Закрыть дверь на щеколду, включить музыку, чтоб создать шумовой фон. Фон, кстати, очень даже хороший, «Scorpions», они такие. Ну не «Black Sabbath», «Accept» или тому подобные команды ставить в ситуации, когда беседуешь с вполне себе красивой леди, пускай и родственницей. Для всего свое время, своя ситуация.
— Вот, теперь можно и поговорить без сколь-либо серьёзных опасений. Что твой благоверный то столь резко взбеленился, будто ему яйца ржавым секатором ампутируют? Мне эти вопли до фонаря, наслушался и давно внимания не обращаю, но как бы на тебя и ребёнка срывать злость не начал.
— Ты ведь и сам всё понимаешь, Сева, — Оксана поёжилась, словно бы в комнате резко так похолодало. — Он сейчас как будто в дурном сне и никак не получается проснуться. Всё, во что он верил, для чего старался, оно рухнуло. Все эти реформы, дикие цены, никакой уверенности втом, что будет завтра. Он считает, нужно лишь переждать и всё вернётся. Может не полностью, но хоть как-то.
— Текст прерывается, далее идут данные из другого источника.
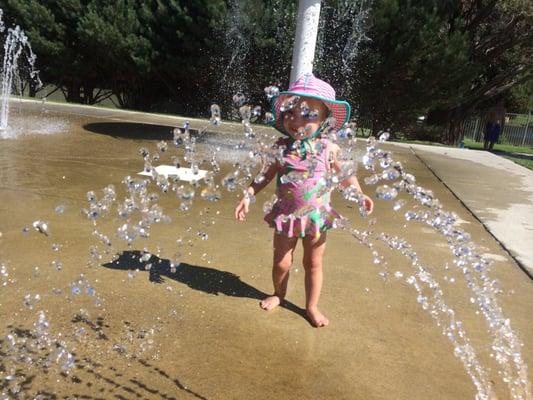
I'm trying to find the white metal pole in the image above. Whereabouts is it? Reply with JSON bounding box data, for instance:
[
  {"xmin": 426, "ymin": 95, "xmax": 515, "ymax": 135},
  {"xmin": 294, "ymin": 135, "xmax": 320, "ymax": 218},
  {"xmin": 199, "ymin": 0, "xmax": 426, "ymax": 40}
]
[
  {"xmin": 290, "ymin": 0, "xmax": 320, "ymax": 84},
  {"xmin": 522, "ymin": 111, "xmax": 531, "ymax": 147}
]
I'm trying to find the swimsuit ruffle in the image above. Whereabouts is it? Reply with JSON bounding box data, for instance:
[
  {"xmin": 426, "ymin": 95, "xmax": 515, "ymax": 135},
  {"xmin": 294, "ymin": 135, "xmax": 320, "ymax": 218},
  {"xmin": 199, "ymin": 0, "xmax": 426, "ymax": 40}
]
[{"xmin": 264, "ymin": 207, "xmax": 343, "ymax": 237}]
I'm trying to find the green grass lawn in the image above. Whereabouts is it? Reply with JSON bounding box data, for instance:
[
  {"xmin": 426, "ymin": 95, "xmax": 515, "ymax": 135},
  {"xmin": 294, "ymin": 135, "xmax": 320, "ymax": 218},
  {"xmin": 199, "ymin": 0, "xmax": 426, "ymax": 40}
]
[{"xmin": 464, "ymin": 139, "xmax": 533, "ymax": 170}]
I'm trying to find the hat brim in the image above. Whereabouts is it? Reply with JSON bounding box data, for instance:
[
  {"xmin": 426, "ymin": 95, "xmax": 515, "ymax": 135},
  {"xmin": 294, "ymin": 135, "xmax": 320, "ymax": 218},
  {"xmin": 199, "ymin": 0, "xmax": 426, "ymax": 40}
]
[{"xmin": 270, "ymin": 91, "xmax": 351, "ymax": 135}]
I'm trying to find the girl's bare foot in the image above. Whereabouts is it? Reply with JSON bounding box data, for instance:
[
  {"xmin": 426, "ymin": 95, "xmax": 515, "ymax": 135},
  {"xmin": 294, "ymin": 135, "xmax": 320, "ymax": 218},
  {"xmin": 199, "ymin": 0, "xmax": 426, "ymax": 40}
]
[
  {"xmin": 306, "ymin": 308, "xmax": 329, "ymax": 328},
  {"xmin": 259, "ymin": 295, "xmax": 281, "ymax": 311}
]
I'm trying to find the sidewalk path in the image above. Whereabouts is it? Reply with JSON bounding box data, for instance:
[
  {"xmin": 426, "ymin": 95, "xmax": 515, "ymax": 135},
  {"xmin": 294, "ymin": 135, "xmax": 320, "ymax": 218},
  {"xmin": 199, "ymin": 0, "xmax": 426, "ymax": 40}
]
[{"xmin": 395, "ymin": 144, "xmax": 533, "ymax": 277}]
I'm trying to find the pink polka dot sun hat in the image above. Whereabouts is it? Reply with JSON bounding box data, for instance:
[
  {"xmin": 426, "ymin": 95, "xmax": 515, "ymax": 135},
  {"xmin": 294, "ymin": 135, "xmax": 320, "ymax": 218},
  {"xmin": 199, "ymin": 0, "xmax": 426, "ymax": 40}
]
[{"xmin": 272, "ymin": 73, "xmax": 351, "ymax": 134}]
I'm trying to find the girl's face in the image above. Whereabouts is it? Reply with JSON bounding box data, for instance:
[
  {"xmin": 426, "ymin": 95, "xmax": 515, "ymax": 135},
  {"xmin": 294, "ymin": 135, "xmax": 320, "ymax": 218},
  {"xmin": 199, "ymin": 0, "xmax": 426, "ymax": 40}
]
[{"xmin": 282, "ymin": 96, "xmax": 329, "ymax": 140}]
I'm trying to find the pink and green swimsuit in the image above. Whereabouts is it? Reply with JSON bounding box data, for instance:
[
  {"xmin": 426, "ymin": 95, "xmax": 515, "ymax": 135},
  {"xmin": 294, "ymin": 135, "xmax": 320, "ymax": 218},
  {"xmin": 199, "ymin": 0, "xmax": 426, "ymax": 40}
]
[{"xmin": 264, "ymin": 139, "xmax": 342, "ymax": 237}]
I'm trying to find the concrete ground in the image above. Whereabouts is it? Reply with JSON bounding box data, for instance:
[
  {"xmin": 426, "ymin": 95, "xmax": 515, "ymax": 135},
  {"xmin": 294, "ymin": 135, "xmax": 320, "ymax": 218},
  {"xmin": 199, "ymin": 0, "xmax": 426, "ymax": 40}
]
[{"xmin": 0, "ymin": 98, "xmax": 533, "ymax": 400}]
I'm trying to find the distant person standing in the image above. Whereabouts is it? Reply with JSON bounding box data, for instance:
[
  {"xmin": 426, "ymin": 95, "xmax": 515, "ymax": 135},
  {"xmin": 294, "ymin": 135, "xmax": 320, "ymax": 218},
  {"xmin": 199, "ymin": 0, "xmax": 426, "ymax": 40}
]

— Не вернётся, — качаю головой. — Ни завтра, ни через год, ни даже через десять. Прошлое — всё, каюк ему. Тушка соввласти мертва и закопана, а история отнюдь не кольцо, в лучшем случае — спираль. И чем раньше мой дурной брат и твой муж это поймёт, тем легче будет и ему, и вам.
— А тебе?
— Да у меня на него скоро рвотный рефлекс образуется, если уже не образовался. Достал, поборник умеренности и правильного, по его представлениям, образа жизни. Не удивлюсь, если с такими темпами скоро в показное самоограничение впадёт. Хотя нет, тупо не сможет, ибо для показного надо хоть какие-то деньги иметь, а это, прости, не с учительскими зарплатами. Как нынешними, так и прошлыми, которые тоже ни разу не великие.
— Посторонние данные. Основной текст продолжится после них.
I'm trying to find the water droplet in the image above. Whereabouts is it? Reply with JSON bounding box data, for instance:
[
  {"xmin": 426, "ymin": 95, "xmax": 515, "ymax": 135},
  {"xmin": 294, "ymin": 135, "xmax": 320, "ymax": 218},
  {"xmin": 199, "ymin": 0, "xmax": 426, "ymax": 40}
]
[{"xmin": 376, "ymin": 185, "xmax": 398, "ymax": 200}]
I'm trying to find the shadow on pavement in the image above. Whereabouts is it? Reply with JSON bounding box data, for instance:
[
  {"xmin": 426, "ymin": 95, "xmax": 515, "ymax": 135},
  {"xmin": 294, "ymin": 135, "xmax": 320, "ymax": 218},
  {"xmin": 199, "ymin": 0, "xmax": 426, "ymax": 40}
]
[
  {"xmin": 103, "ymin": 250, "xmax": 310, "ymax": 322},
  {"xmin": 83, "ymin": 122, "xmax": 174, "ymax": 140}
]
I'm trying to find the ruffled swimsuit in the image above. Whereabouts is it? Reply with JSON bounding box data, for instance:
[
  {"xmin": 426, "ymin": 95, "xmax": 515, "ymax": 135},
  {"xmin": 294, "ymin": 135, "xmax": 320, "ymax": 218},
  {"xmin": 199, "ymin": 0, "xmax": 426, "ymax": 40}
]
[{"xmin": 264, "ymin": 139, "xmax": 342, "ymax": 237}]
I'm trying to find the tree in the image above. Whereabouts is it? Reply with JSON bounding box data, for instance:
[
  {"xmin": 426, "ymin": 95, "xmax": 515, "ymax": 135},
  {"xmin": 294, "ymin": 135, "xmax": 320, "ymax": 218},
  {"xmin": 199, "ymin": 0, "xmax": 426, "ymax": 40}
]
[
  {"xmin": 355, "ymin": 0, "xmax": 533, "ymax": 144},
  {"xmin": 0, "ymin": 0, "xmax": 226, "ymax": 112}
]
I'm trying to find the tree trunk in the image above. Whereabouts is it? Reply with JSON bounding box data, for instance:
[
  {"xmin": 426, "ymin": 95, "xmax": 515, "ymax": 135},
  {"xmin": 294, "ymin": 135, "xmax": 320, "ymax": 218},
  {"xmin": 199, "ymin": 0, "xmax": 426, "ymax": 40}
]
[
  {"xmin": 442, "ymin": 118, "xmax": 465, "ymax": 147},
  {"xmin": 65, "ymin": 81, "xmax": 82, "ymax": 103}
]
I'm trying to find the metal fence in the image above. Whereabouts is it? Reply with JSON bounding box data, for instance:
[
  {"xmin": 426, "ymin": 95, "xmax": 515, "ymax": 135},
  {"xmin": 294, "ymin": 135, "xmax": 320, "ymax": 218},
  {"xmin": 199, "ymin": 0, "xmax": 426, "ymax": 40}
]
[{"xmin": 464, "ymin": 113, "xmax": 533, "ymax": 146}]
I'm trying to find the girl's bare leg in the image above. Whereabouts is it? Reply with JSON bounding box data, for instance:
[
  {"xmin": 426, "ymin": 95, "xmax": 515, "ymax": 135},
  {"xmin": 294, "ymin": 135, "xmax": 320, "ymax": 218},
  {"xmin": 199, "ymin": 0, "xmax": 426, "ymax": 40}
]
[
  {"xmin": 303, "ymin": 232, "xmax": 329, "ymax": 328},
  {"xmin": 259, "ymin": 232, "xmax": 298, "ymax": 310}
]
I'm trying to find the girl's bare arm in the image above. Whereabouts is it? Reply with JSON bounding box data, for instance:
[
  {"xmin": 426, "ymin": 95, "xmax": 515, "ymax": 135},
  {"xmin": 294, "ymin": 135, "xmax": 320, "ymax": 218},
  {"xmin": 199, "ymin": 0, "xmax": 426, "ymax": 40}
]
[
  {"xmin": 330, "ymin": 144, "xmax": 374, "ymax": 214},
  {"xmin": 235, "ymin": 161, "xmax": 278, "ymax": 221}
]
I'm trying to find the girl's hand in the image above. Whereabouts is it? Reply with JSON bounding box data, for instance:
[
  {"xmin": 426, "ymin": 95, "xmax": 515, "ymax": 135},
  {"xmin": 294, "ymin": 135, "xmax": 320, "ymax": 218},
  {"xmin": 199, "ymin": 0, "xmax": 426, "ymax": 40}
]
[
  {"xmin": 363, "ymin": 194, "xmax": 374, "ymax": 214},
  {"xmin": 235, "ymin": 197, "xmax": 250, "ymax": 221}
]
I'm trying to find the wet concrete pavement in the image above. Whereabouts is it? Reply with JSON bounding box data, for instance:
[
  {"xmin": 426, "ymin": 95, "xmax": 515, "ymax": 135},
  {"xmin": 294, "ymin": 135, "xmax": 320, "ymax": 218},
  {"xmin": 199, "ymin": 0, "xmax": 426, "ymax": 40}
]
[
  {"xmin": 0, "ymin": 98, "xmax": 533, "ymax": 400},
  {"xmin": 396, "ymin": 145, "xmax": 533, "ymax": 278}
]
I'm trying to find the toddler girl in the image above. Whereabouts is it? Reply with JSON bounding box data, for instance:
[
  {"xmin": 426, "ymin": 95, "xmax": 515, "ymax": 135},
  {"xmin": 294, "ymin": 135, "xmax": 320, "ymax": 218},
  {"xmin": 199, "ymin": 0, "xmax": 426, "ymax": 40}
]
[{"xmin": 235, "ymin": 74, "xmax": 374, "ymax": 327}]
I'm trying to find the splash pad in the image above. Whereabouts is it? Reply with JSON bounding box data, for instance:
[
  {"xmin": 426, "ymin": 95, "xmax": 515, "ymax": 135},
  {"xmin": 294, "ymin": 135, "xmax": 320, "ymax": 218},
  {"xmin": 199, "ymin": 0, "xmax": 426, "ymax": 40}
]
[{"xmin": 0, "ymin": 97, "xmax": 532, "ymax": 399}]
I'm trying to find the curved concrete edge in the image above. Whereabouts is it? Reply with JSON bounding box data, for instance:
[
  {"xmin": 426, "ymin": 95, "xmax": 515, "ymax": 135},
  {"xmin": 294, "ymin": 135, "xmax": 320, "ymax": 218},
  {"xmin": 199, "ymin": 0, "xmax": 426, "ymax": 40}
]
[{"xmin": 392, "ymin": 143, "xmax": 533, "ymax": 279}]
— Он же не виноват, что наш труд государство не ценит.
Вот и правильные слова звучат, да только половинчатые. Шаг вперёд делают люди и останавливаются, не в силах сделать следующий. Тот самый, который ведёт к полному пониманию картины окружающего мира.
— Не виноват. Только к чему вообще рвать жилы и глотки за такое государство, которому на нормальных людей плевать? Что до развала страны советов, что после. Это уж, прости, схоже с поведением жены, которую муж изо дня в день лупит, а та его всеми силами оправдывает, да ещё от ментов, пришедших арестовать паскудника, защищает. Знакома тебе, я думаю, такая картина? Среди твоих учеников наверняка много таких, из семей глубокого и безнадёжно тупого люмпен-пролетариата.
Соглашается, а глаза печальные. По ходу, отклик слова и впрямь находят в душе, пускай ни разу не радуют и тем паче не нравятся.
— Сравнение, Сев, плохое. Грубое.
— Прощенья просим. Просто подобные приёмы позволяют придать больше убедительности, наглядности, так сказать.
— Слышу. И слышала ваш разговор. Последнюю его часть точно.
— Упс… Но вот тут извиняться не стану, потому как от души говорил и не врал от слова совсем. Насчёт твоей дочери особенно. Если будет на фоне своих одноклассниц — пусть не всех, а некоторых — смотреться бедной родственницей, непременно массу комплексов получит. Уравниловка подохла в страшных корчах, возврата к этой пакости больше не будет. Зато эксцессы иного рода ой как намечаются.
— И куклу эту со всеми к ней добавками, ты ей для этого подарил?
— Есть такое. Пусть растёт не в той унылой серости, в которой, уж прости, выросли её родители. А Мишке ты попробуй мозг вправить… если есть чего вправлять, если он не окончательно в историческо-коммунистическую окаменелость не превратился.
— Я… попробую. Но тебя он может невзлюбить.
— Да мне пофиг, особо родственных чувств между нами давненько нет. Если и были, то лично я давно про это позапамятовал. И вот ещё что…. Если чисто по родственному какой-то подарок уже тебе сделаю — демонстративно отворачиваться не станешь?